There is no realistic way your characters can make it there on time. Now, you’ve got some choices for building tension. Your characters can negotiate for more time. Your characters can try to make it on time but at the risk of interference from law enforcement. They can arrive late and find a grisly consequence. All of this gives you a chance to shed light on your characters motivations, decision-making process, and history. You get all these narrative gifts from not taking the shortcuts.

A related problem is when writers pick cities they don’t live in and make basic errors. The early Dresden Files books were reportedly bad about this. That annoys people who know better, though casual readers won’t care. Getting the details right when you do this is no mean feat. I once spent a couple hours staring at maps, doing real estate searches, and reading news articles so I could write one accurate paragraph about Chicago. You have to make your own judgment call about how important accuracy is going to be in your book.

The flaw in world building that I notice in most novels is what I call the vacuum setting. The entire story happens in a place seemingly disconnected from the rest of the world and from personal histories. That’s a jarring failure in a time of high geographic mobility, social media, and instant communication.

Look around at your circle of friends.

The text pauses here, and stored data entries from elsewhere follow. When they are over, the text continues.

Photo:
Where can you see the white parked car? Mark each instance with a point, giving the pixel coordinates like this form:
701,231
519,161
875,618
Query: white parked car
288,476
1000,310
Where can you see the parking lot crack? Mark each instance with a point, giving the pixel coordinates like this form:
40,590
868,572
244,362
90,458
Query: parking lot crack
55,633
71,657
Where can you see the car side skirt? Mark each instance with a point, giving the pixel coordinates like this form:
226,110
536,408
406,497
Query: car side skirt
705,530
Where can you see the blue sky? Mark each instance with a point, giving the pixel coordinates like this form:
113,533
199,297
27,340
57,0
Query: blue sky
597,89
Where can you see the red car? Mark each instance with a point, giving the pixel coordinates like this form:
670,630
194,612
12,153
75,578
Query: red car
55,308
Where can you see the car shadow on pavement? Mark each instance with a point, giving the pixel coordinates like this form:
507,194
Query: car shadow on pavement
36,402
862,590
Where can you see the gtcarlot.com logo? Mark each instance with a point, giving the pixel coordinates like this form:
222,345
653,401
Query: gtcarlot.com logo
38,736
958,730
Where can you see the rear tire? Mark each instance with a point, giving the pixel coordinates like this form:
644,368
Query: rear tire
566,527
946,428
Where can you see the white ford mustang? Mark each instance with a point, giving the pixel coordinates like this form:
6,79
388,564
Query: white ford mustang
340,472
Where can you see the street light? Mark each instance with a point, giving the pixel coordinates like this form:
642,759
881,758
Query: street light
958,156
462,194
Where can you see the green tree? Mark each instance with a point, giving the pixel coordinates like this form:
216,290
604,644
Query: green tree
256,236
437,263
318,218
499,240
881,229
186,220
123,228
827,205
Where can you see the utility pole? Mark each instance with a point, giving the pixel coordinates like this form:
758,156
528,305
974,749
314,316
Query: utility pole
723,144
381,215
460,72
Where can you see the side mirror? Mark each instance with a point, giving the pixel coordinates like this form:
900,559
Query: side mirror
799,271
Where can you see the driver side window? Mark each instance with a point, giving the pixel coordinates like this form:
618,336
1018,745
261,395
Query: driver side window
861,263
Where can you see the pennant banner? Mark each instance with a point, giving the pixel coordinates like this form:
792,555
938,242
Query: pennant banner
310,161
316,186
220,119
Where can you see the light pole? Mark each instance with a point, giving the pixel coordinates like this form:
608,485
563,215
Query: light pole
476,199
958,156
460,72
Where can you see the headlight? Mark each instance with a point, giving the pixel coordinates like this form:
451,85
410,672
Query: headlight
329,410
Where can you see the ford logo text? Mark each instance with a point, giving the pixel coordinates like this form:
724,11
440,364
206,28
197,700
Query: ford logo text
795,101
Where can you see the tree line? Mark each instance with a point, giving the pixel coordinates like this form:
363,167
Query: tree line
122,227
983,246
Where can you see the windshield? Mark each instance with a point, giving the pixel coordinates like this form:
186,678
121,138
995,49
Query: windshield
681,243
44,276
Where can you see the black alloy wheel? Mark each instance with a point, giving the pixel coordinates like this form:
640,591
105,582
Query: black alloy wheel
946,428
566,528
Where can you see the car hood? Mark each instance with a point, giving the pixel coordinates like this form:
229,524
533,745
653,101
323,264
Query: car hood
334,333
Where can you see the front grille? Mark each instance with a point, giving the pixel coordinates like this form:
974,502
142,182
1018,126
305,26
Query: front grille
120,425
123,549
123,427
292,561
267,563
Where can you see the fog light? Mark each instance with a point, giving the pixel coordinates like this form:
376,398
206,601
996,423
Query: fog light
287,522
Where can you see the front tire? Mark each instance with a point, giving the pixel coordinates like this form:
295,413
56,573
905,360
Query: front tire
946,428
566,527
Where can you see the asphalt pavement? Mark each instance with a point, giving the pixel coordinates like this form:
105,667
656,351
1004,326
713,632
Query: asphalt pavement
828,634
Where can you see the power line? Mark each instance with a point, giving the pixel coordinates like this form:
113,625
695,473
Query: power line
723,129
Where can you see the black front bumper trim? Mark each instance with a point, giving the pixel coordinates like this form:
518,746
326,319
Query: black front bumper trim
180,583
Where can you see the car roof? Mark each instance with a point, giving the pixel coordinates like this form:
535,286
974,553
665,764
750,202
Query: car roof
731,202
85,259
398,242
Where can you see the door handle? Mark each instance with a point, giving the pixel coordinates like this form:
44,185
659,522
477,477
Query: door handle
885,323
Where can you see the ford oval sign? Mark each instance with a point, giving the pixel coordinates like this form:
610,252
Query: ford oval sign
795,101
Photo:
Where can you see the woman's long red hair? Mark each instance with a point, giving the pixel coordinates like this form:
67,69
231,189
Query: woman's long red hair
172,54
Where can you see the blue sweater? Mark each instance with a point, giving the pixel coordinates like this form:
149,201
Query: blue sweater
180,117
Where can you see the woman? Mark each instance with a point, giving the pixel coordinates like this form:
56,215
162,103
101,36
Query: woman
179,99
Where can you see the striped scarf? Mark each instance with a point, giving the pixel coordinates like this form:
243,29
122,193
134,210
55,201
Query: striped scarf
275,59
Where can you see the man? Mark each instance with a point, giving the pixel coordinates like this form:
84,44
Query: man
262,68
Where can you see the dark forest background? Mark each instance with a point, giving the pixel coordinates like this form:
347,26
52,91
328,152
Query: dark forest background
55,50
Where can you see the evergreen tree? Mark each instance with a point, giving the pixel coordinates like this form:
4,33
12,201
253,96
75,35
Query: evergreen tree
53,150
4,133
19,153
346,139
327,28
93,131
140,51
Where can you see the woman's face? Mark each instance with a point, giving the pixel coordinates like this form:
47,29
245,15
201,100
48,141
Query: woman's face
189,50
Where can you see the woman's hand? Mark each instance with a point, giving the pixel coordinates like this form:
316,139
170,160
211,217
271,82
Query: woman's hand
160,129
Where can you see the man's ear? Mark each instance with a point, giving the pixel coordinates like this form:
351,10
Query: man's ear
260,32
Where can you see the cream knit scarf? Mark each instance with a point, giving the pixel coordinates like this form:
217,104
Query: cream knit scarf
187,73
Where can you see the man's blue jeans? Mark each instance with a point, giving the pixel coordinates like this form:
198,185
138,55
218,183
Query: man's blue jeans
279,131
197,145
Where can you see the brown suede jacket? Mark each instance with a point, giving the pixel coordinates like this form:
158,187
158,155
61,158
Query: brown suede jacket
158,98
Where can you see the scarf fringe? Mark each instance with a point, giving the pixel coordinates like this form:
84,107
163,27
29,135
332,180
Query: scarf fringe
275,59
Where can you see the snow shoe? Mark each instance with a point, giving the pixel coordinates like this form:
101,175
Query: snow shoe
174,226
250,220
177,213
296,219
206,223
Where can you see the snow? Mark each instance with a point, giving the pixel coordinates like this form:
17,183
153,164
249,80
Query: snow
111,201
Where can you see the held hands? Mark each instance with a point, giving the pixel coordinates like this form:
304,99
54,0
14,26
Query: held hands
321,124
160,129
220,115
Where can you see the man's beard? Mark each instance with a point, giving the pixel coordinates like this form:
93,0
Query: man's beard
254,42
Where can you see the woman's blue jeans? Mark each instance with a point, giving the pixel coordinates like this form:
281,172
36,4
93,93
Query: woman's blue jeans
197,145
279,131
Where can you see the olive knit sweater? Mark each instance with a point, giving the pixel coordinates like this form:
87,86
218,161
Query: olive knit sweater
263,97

I’d bet you that many of them have moved at least once in their life. Most of them have probably moved at least once or twice as adults. You’re probably still communicating with people who moved away or that you moved away from. You probably get random text messages and Facebook chat messages from friends or family. I like to think of these things as the salt and pepper of daily life.

Yet, so very often in urban fantasy, we hear about the protagonist’s past but see no evidence of it. He or she never gets random text messages from a sibling, friend, business associate, or parent. They never call someone in another time zone. Police databases never seem to reach beyond the county border. Residents never seem to be transplants to the town or city.

It’s like the protagonist stepped through a dimensional curtain at the town border. Unless that’s a plot element, though, it leaves readers wanting.

So, how do you bridge the gap? My preferred method is to start with a few obvious indicators that there’s a world beyond the edge of town. Have your protagonist take a call from someone looking to enlist their help or a family member who wants to talk family politics. The protagonist has to beg off because of plot reasons and offer some explanation to their current companions.

This lets you build some personal history into a natural conversation instead of info-dumping. It firmly establishes that, yes, things do exist beyond the edge of town. Our protagonist has existing and ongoing relationships with mostly off-screen characters. (This also a good way to obliquely introduce characters you want to use in sequels.)

It’s also effective at humanizing your lead character. He or she faces ordinary limits like not being able to do everything or be everywhere without necessitating some kind of soliloquy about that fact. That makes the world you’re constructing feel more familiar. Who hasn’t been overbooked and wished that they had a clone to send on some task.

Stage two of my preferred method is giving your protagonist mundane tasks. Magical firefights and showdowns with the powers of darkness are cool, but you’ve got a couple hundred pages to fill. Everybody eats. Everybody shops. Have it happen on the page. It lets you talk about the setting in a natural way.

Our protagonist needs toothpaste, so she needs to go find a store. That lets her interact with everyday people in everyday ways. She needs to ask for directions. Drive around looking at things. Get lost. Ask for directions again. Wait in the aisle while someone spends five minutes choosing between Crest and Colgate. Deal with a lazy cashier. All of which supports the fiction that this is a believable place.

Worldbuilding is unquestionably in the details, but it’s about using the right details. Use common technologies to support the idea that there’s a fully-fledged world beyond the borders of town. Show that the protagonist has relationships and responsibilities that aren’t related to the current crisis. Leverage the mundane to help you explore the environment. You’ll get a more believable world.